Il togliere ai minori di 15 anni l’uso dei social dovrebbe essere accompagnato anche da severe sanzioni per quei leoni da tastiera (si chiamano così oggi… ) che sempre più si cimentano in commenti irriguardosi, scurrili e sgrammaticati nei confronti di tutto e di tutti. Proprio costoro dovrebbero essere perseguiti per legge se insultano il Presidente della Repubblica, un Ministro del governo, un Capo di Stato, il segretario di un partito, o quando si rivolgono con disprezzo nei confronti dell’autore di un semplice e garbato commento.
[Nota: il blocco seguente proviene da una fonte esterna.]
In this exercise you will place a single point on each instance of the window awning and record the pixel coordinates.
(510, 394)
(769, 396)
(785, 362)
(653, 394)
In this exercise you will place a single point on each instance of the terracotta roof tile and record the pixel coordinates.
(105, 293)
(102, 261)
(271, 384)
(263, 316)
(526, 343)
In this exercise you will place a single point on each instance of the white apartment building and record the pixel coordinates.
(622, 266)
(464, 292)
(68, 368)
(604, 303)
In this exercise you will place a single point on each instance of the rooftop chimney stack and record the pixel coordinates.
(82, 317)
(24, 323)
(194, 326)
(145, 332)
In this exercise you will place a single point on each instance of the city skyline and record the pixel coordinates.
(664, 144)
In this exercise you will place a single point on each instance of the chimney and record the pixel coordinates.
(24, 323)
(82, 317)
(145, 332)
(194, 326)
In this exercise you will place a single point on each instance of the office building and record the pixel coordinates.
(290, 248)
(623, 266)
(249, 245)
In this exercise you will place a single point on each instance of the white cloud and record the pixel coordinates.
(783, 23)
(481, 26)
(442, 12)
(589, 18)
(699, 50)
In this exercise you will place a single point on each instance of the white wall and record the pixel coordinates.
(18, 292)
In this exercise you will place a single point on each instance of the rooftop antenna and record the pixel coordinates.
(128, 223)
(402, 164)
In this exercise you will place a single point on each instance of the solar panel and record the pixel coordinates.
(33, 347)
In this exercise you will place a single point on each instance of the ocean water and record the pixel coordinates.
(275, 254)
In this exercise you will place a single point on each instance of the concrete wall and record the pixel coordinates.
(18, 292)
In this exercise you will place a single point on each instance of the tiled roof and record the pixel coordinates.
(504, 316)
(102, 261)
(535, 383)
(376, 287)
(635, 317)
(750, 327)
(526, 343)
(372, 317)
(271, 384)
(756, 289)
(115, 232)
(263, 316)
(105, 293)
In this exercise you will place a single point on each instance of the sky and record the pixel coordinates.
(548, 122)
Insulti gratuiti perché quello che scrivono e siamo costretti a leggere (compito diseducativo e incoraggiante di Facebook che dovrebbe quanto meno avvalersi della facoltà di cancellare frasi irriguardose!) proviene da persone che con il tempo sfogano su Facebook la loro rabbia e le loro frustrazioni; come se lo scrivere frasi sconce e offensive sui social serve a farle sentire migliori.

Abbiamo letto giorni fa della scomparsa in mare, durante la burrasca che ha distrutto i comuni della fascia ionica, di almeno 380 migranti. Ogni commento sarebbe stato superfluo, tranne che pregare per le anime di quegli sventurati. Purtroppo non è stato così! Chi commentava faceva a gara con l’altro per mostrare il proprio cinismo, la cattiveria: “A me che mene frega“, “Sono contento che siano morti”, “Così imparano e stanno a casa loro”…

E ci fermiamo qui. Chi ha un briciolo di coscienza e un po’ di buonsenso scriverebbe frasi di senso nettamente opposto, ma a che servirebbe? Abbiamo a che fare non con leoni da tastiera, ma con gente povera di idee, cattiva e meschina.

Sì, proprio così: meschina. Non troviamo un altro termine per definire queste persone. Ma forse non sono neanche PERSONE.